L’OFFICIEL : Quand avez-vous commencé à peindre ?
CINGA SAMSON : Très jeune. Adolescent, je testais énormément les couleurs. À 20 ans, j’ai pris la décision d’être peintre à plein temps. J’ai rejoint le collectif Isibane, au Cap, au sein duquel j’ai appris à me dévouer entièrement à l’art. Depuis, je n’ai jamais arrêté de travailler et je dirige aujourd’hui un studio. Mes assistants viennent passer deux ou trois ans avec moi, ils n’ont pas forcément fait d’école mais se passionnent pour la peinture. Cela me permet d’agir, à mon niveau, pour l’essor culturel local et l’accompagnement des jeunes artistes.

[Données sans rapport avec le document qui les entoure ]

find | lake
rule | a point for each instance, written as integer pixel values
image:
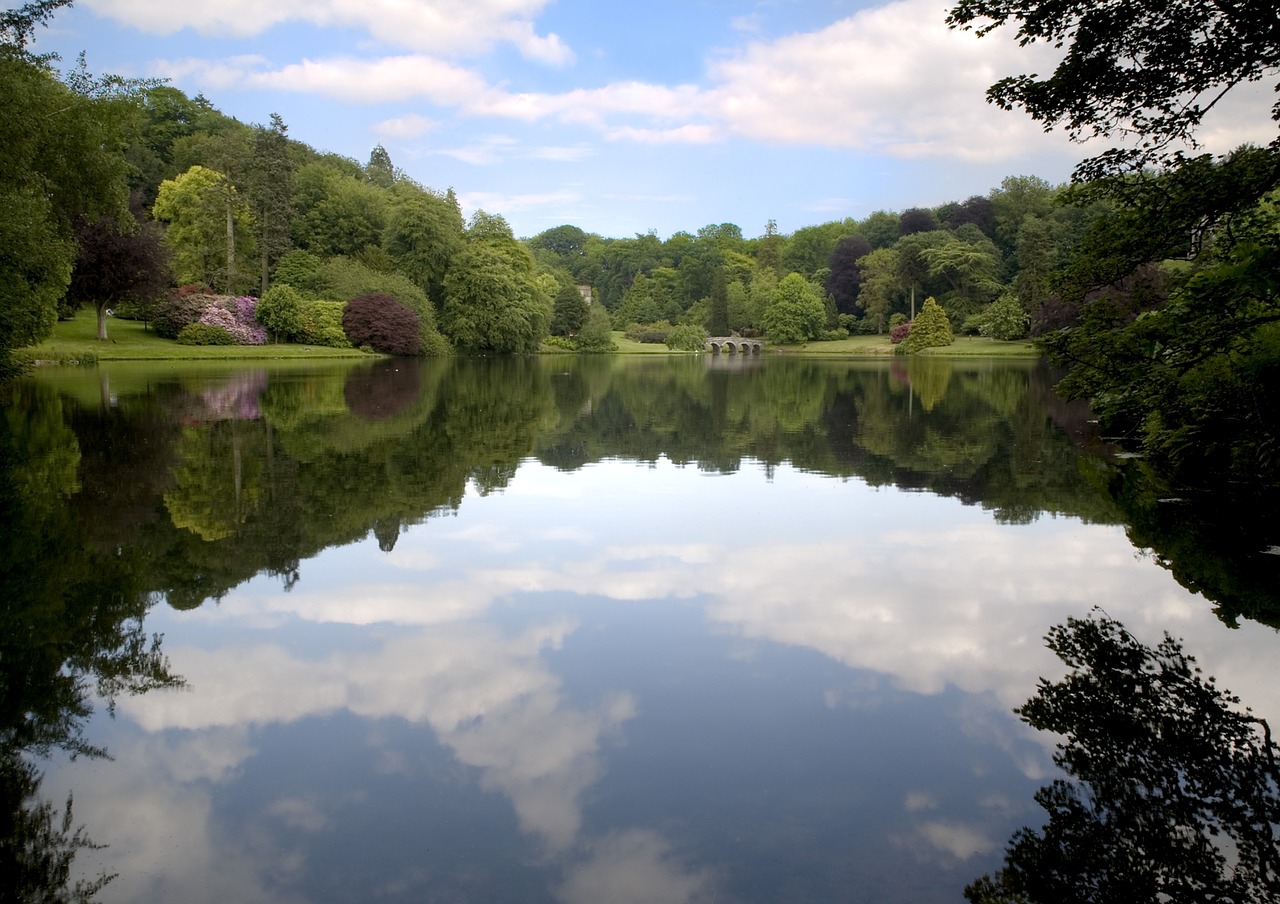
(570, 629)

LO : Quelles couleurs vous attirent le plus ?
CS : Le rouge et le bleu. Le rouge, pour le vernis de ma mère – qui est décédée au début des années 2000. Je la revois en train de fumer, ses ongles aussi incandescents que la cigarette, c’était très glamour. Le bleu concerne mon rapport à la nature. C’est une couleur froide, aimée des enfants, assez simple et qui ne demande qu’à être mélangée avec d’autres, comme le vert.

LO : Peut-on considérer vos peintures comme une mise en lumière de la culture africaine, dans ce qu’elle a de plus complexe et multiple?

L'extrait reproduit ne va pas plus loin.